God our Father, whose Son our Lord Jesus Christ in a
wonderful Sacrament has left us a memorial of his passion:
Grant us so to venerate the sacred mysteries of his Body and
Blood, that we may ever perceive within ourselves the fruit
of his redemption; who lives and reigns with you and the
Holy Spirit, one God, for ever and ever. Amen.
(This photo was taken at the Eucharist on The Seventh Sunday of Easter on May 13, 2018)
The Encyclopedia of the Episcopal Church has this to say about Corpus Christi:
Corpus Christi, Feast of
This feast commemorates the institution of the eucharist by Jesus on the night of his betrayal and arrest. It is often associated with a festive procession that follows the celebration of the eucharist. A consecrated host in a monstrance is prominently displayed in this procession. It is treated as the triumphant Christ the King. This feast is observed in the Roman Catholic Church on the Thursday after Trinity Sunday. Emphasis on Jesus’ Passion in the Maundy Thursday service led to selection of another day for celebration of the Feast of Corpus Christi, even though the eucharist was instituted by Jesus on the Thursday before his death. The Feast of Corpus Christi is not included in the feasts of our Lord or other feasts of the Episcopal calendar of the church year. However, it is celebrated by some Episcopal parishes, especially those with an Anglo-catholic piety.
The BCP provides a proper collect and readings for the celebration “Of the Holy Eucharist” among the “Various Occasions” for optional use. This service is a commemoration of the institution of the eucharist. It may be celebrated at any time, subject to the rules set forth in the calendar of the church year. A Prayer Book rubric notes that this celebration is especially suitable for Thursdays. The collect for this celebration is a revised version of the collect composed by St. Thomas Aquinas (c. 1225-1274) for the Feast of Corpus Christi (BCP, p. 252). The BCP provides another version of this prayer for use “After Receiving Communion” (p. 834).
Observance of this feast dates from the thirteenth century. The nun Juliana of Liège (d. 1258), in Belgium, became an advocate for such a feast in response to a vision. The first Feast of Corpus Christi was celebrated at Liège around 1247. Its observance by the western church was commanded by Pope Urban IV in 1264.

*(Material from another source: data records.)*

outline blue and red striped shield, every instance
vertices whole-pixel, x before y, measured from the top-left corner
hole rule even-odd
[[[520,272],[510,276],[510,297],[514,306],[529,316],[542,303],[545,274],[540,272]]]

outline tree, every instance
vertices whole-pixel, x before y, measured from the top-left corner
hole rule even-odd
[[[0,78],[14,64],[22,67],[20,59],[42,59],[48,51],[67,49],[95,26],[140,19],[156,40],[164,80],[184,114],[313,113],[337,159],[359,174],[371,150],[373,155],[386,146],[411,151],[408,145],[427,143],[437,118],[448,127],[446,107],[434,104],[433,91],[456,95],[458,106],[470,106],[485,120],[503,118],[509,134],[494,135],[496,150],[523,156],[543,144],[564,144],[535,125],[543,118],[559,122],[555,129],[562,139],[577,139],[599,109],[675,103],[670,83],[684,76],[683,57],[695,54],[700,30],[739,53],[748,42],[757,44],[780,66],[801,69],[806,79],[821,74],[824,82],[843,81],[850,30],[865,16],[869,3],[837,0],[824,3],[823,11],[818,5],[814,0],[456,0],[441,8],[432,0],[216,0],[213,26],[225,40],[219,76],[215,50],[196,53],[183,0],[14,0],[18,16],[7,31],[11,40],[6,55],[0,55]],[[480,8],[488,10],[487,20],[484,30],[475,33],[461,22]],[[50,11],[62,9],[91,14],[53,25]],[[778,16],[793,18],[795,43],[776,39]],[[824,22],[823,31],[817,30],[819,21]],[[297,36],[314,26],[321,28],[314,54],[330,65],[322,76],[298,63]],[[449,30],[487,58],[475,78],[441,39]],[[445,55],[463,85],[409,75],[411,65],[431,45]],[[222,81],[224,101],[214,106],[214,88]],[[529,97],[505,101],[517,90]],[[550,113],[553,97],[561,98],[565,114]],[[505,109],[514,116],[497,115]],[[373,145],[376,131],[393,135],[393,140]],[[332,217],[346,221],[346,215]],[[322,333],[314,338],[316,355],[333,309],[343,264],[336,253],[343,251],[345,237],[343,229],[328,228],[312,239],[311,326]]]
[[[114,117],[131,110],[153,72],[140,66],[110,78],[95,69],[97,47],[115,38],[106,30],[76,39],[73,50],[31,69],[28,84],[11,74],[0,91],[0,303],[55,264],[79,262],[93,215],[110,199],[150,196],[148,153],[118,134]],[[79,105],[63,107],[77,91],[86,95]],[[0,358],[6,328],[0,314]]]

A procession of the host has been a prominent part of the celebration since the fourteenth century. Historically, in medieval times, cycles of mystery plays were performed around the time of the Feast of Corpus Christi in France, Germany, and England. These plays dramatized salvation history with stories from the OT and NT.
Anglican and Episcopal ambivalence about the Feast of Corpus Christi is likely related to its historic association with the Roman Catholic dogma of transubstantiation. Urban IV commissioned Aquinas to compose the special Mass and offices for the feast. Aquinas also composed hymns for this celebration. Aquinas’s hymn, “Lauda Sion,” was originally composed as the sequence hymn for the eucharist on the Feast of Corpus Christi. The “Tantum ergo” was originally Aquinas’s hymn for vespers on the Feast of Corpus Christi. The Hymnal 1982 includes both the “Lauda Sion” (Hymn 320) and the “Tantum ergo” (Hymn 330; Hymns 329/331, stanzas 5-6), but with Aquinas’s original references to transubstantiation omitted.